Delirium can accompany a number of medical conditions and hospital-based treatments. Researchers at Icahn School of Medicine at Mount Sinai and the Clinical Neuroscience Center at Pilgrim Psychiatric Center in New York reviewed published prospective trials of potential pharmacological interventions for preventing and treating delirium. The pharmacological strategies reviewed showed greater success in preventing delirium than in treating it.

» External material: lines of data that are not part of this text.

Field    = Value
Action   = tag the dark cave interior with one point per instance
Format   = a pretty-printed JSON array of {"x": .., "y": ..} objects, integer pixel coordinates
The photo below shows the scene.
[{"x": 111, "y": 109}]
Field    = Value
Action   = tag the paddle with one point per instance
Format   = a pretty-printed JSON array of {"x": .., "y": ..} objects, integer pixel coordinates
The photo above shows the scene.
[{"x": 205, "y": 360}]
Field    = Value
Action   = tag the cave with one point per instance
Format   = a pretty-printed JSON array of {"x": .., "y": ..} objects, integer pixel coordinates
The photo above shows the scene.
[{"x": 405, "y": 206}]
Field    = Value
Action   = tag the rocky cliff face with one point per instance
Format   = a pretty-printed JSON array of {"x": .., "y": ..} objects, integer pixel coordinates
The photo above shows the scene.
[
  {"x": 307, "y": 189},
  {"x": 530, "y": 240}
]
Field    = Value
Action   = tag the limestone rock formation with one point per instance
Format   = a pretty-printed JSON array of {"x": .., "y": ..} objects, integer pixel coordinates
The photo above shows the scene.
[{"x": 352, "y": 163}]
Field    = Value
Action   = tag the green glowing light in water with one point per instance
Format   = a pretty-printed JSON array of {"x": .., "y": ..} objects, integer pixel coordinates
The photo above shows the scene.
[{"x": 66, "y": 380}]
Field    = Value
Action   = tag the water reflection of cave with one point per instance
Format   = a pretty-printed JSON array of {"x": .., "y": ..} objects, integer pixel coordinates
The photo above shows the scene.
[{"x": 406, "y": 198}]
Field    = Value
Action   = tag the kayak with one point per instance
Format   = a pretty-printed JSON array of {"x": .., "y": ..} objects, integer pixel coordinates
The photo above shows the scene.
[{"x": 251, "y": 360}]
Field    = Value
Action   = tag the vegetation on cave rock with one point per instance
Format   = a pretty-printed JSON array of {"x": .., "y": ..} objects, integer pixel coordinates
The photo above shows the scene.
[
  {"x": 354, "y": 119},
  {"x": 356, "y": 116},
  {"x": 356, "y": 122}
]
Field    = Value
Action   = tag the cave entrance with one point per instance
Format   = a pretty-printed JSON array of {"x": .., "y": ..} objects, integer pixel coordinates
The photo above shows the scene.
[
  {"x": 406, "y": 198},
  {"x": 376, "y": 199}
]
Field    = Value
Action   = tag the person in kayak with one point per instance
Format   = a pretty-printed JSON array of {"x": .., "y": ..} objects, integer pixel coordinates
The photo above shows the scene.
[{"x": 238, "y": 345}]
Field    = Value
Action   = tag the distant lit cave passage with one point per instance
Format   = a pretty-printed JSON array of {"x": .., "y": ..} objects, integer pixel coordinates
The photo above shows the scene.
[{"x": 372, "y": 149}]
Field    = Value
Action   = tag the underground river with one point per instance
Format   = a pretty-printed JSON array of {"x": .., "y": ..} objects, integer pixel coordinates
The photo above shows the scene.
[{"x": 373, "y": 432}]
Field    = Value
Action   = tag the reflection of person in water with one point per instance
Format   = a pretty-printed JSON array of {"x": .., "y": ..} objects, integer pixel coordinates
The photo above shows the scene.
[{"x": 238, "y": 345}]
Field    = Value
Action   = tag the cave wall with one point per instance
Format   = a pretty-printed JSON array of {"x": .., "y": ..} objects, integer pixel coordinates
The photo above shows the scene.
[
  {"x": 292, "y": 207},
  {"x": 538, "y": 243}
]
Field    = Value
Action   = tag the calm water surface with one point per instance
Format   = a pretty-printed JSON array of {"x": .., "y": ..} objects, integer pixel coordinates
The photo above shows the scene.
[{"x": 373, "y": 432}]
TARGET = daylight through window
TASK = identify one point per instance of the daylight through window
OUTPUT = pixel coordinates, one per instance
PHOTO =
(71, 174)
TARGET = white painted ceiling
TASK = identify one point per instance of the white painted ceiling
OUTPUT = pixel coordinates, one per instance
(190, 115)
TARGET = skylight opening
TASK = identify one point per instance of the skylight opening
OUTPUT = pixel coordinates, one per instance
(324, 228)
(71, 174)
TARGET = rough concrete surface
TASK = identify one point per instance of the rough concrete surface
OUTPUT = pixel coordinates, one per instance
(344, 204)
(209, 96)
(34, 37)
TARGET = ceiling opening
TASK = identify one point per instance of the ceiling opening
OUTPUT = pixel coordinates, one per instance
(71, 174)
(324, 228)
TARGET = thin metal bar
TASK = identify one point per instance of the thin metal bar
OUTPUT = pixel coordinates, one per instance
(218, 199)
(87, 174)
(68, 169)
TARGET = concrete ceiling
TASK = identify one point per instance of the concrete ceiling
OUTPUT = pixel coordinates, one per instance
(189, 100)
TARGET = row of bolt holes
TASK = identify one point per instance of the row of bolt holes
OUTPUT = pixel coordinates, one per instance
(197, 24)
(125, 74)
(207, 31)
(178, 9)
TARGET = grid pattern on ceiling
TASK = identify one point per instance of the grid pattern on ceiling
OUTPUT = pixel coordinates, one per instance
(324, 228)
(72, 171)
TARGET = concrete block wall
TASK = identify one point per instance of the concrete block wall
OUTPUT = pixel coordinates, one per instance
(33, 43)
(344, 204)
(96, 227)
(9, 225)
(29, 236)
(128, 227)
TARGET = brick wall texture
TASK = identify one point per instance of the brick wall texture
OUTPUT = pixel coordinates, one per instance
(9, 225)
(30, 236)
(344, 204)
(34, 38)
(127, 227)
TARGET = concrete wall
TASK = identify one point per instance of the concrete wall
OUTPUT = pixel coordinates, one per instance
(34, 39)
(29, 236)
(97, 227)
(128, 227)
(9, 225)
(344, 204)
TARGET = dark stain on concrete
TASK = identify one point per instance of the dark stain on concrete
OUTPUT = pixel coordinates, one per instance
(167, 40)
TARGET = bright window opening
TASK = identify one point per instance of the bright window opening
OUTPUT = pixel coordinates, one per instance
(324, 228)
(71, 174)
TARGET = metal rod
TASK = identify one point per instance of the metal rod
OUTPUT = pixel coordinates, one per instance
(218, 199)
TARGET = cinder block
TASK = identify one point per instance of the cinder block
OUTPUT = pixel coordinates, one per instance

Significant delirium prevention effects were associated with haloperidol, second-generation antipsychotics, iliac fascia block, gabapentin, melatonin, lower levels of intraoperative propofol sedation, and a single dose of ketamine during anesthetic induction and with dexmedetomidine, compared with other sedation strategies for mechanically ventilated patients.
“Given the association between delirium and increased hospital-based complications, including mortality, and long-term complications such as cognitive decline and need for custodial care, there is an imperative to prevent the appearance of delirium and, once present, to treat it with the intention of both improving the immediate clinical picture and potentially improving long-term outcome," the researchers said. "The preponderance of evidence suggests greater success at preventing delirium with the pharmacological strategies reviewed here than treating delirium once it develops."
“These promising results warrant further study with consideration of the methodological weaknesses and inconsistencies of studies to date,” they acknowledged.